On Friday, Andrew C. "Skip" Hove Jr. marked one year as acting chairman of the Federal Deposit Insurance Corp.
No one at the agency celebrated the milestone.
In fact, Aug. 20 was a day of mourning for many - the one-year anniversary of Chairman William Taylor's unexpected death. That's when Mr. Hove, 59, stepped up to the chairman's job from vice chairman.
Friday also was a frustrating reminder of how long the FDIC has been without a full-fledged chairman. "I had no idea it would be this long," Mr. Hove said.
He said the thought of quitling had crossed his mind but he has assured the White House he will stay on until the Senate approves another chairman.
The FDIC has chairmen in its 60-year history, but none for as long as a year. The one with the longest run - John Heimann in 1978 - served six months and 21 days.
The Bush Delay
The first five months of delay in naming a chairman was understandable. President Bush did not nominate someone when Mr. Taylor died because the presidential election was looming and he knew a Democratic Senate would not approve a Republican President's pick.
Because Bill Clinton had a shot at unseating Mr. Bush, the Democrats were not about to fill political posts with Republicans.
Mr. Bush's loss added another couple of months to the wait because Mr. Clinton did not become President until late January.
Why no one has been selected in the past seven months, however, is a mystery.
On his first day in office, Mr. Clinton named a comptroller of the currency - Washington lawyer Eugene A. Ludwig. Everyone figured a permanent FDIC chairman would be picked quickly, but Mr. Clinton apparently cannot find one who suits him.
That's not for a lack of candidates, however.
At least 15 people have been rumored as potential heads of the agency: Arkansas bankers Bill Bowen and Bill Brandon; Washington lawyers Jerry Hawke, Chuck Muckenfuss, and Ricki Tigert; Banc One executives Karen Horn and Ann Hall; New Hampshire lobbyist Chris Gailagher; New York regulator Derrick Ceaphas; former Connecticut State Treasurer Frank Borges; regulator-turned-banker Larry Connell; Texas lawyer Jeff Hurt; Washington analyst Karen Shaw; former money-center banker Tom Johnson, and Boston Fed President Dick Syron.
It's not as if no attention has been given the FDIC by the White House, either. President Clinton himself announced in May that he intended to nominate Mr. Gallagher.
He did not - and everyone who ever had a bad thought about Mr. Gallagher has aired it, dimming his chances.
There have been many other false starts. So many, in fact, that plenty of people have quit speculating.
As the only Clinton bank regulator, Mr. Ludwig is being criticized quietly for not getting the White House to fill the other regulatory posts.

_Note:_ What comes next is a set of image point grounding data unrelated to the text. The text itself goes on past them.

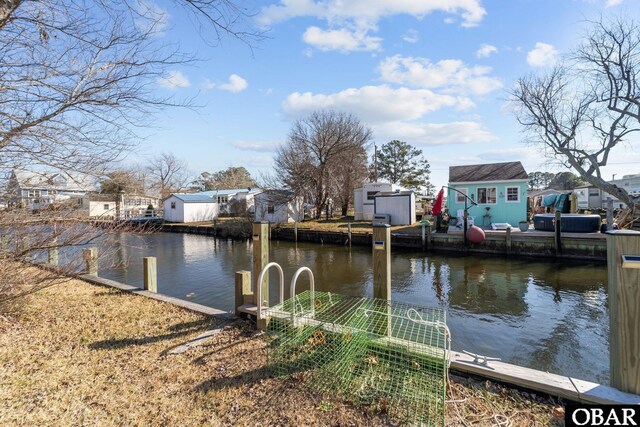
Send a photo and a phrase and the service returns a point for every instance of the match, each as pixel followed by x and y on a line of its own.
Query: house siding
pixel 501 211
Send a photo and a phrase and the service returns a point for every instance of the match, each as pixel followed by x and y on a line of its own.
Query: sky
pixel 433 73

In addition to FDIC, the Office of Thrift Supervision has had an acting director - Jonathan Fiechter - since Dec. 4, when Tim Ryan resigned.
If Mr. Clinton does not nominate new bank regulators soon, Mr. Hove and Mr. Fiechter could remain in their jobs until 1994.
Congress will need time to hold hearings and confirm the nominees, but lawmakers are scheduled to adjourn in early October.